We can access JSON values in `json_data` object. For example, let us extract CIK information.

In [None]:
cik = json_data['cik']

# display the CIK number
cik

EDGAR API's JSON files store US GAAP XBRL facts in `us-gaap` node that is a part of `facts` JSON node.

In [None]:
# US GAAP tags are located under facts -> us-gaap
us_gaap_facts = json_data['facts']['us-gaap']
us_gaap_facts

To access values of a specific tag (concept), we need to indicate the tag's name and the units of measurement (e.g., currency). For example, to list all values of Total Assets for the filer, we can use the following code:

In [None]:
total_assets_facts = us_gaap_facts['Assets']['units']['USD']
total_assets_facts

 While it is possible to read and understand raw JSON data, we can improve the presentation by convert JSON data to the tabular format:

In [None]:
# library to work with tabular data
import pandas as pd

# convert total assets facts to a dataframe (table)
total_assets_df = pd.DataFrame(total_assets_facts)
# display the first ten records of the dataframe
total_assets_df.head(10)

The resulting table has a number of duplicate values because the same numerica data were reported in multiple filings. We can keep only unique data by keeping the most recent data points for a given fiscal period.

In [None]:
# sort the values by the period end date, and for a given fiscal year and period type, keep the most recent XBRL facts.
# replace the original table with the resulting table
total_assets_dof = total_assets_df.sort_values('end',ascending=False).drop_duplicates(['fy','fp'])
# display the first ten records of the new dataframe
total_assets_df.head(10)

We can add values to the existing dataframe.
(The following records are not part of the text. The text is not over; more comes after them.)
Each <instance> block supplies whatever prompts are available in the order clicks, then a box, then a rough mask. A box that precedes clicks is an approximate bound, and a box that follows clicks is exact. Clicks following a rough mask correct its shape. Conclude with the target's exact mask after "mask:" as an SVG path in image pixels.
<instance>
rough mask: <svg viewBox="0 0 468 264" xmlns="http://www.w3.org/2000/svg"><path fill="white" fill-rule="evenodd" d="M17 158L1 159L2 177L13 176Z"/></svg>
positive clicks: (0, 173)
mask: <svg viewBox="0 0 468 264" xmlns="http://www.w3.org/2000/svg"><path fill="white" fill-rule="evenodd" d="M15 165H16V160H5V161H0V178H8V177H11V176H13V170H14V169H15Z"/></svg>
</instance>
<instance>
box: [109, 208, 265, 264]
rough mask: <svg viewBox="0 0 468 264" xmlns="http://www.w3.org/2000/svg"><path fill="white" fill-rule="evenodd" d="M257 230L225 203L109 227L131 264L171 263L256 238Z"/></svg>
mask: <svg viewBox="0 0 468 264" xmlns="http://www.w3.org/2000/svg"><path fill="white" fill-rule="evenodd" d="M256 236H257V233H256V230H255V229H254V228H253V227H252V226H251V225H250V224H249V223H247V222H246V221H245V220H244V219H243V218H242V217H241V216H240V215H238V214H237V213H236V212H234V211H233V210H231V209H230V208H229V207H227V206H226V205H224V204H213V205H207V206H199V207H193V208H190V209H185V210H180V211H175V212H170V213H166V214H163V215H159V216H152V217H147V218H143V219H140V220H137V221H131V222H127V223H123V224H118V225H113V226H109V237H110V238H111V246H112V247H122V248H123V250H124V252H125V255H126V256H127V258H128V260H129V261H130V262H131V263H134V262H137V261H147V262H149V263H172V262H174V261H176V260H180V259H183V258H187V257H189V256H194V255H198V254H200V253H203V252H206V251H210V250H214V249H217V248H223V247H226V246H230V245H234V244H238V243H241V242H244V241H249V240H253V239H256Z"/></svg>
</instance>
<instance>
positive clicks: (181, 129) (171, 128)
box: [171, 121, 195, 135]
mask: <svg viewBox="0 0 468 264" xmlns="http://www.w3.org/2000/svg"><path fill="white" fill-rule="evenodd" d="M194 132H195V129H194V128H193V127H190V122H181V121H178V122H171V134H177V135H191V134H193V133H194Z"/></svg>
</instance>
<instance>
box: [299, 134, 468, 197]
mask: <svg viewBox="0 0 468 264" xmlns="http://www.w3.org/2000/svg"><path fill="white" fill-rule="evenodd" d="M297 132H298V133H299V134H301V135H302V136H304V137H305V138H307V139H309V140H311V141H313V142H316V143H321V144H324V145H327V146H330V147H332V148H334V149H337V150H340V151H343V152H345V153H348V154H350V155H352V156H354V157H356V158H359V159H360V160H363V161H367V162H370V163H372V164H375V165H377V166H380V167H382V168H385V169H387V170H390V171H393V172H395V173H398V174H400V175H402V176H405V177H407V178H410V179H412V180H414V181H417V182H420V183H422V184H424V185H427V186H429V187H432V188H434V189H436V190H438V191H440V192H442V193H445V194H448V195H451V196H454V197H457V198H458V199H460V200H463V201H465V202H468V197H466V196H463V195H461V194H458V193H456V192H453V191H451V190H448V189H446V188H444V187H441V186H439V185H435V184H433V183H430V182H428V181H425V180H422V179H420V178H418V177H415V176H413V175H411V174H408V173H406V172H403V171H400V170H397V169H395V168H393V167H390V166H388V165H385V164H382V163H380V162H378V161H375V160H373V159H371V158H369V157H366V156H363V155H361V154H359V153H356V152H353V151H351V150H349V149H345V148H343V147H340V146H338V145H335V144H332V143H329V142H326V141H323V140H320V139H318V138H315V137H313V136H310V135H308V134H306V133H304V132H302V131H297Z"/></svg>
For example:

In [None]:
# add CIK number
total_assets_df['cik'] = cik
# add tag name
total_assets_df['tag'] = 'Assets'

# display the first ten records of the dataframe
total_assets_df.head(10)

To extract all possible XBRL facts from a company's JSON file, we simply need to repeat all of the above steps for all XBRL tags present in the JSON data:

In [None]:
# create an empty list; it will be used to store dataframes for all XBRL tags present in the JSON data
tag_dfs = []

# loop over all XBRL tags, and process them one by one
for tag,details in json_data['facts']['us-gaap'].items():
    # we will only consider monetary XBRL tags measures in U.S. Dollars
     if 'units' in details and 'USD' in details['units']:
        # get all facts for the given tag
        tag_facts = details['units']['USD']
        # create dataframe
        tag_df = pd.DataFrame(tag_facts)
        # remove  duplicates
        tag_df =  tag_df.sort_values('end',ascending=False).drop_duplicates(['fy','fp'])
        # add CIK information
        tag_df['cik'] = cik
        # add tag name information
        tag_df['tag'] = tag
        # add the final table to the list of tables
        tag_dfs.append(tag_df)

Finally, we create a union of all the datasets in `tag_dfs` list that will result in a one big table with financial XBRL data.

In [None]:
# merge (vertically) alll the datasets
# the last part - reset_index(drop=True) - is optional; it simply resets index numbering
cik_df = pd.concat(tag_dfs).reset_index(drop=True)
# output the result
cik_df

### Keeping only annual data items

The above dataset contains both annual and quarterly data. If we are interested in the annual data only, we can filter the data items based on the value of fiscal period variable, `fp`.

In [None]:
# keep only annual data items
annual_cik_df = cik_df[cik_df['fp'] == 'FY'].reset_index(drop=True)
annual_cik_df

### Converting long data to wide

The table above has observations at the *company-period-tag* level (*long table* format). In most cases, we prefer wide table format where observations are at the *company-period* level with each XBRL tag having its own column (especially when we have observations for multiple companies). Therefore, in the next step, we will convert data to the *wide table* format.

In [None]:
# convert dataframe to the wide dataframe at the CIK, fiscal year, and fiscal period level
annual_cik_df_wide = pd.pivot(annual_cik_df, index = ['cik','fy','fp'], columns = 'tag', values = 'val').reset_index()
# display the wide dataframe
annual_cik_df_wide.head()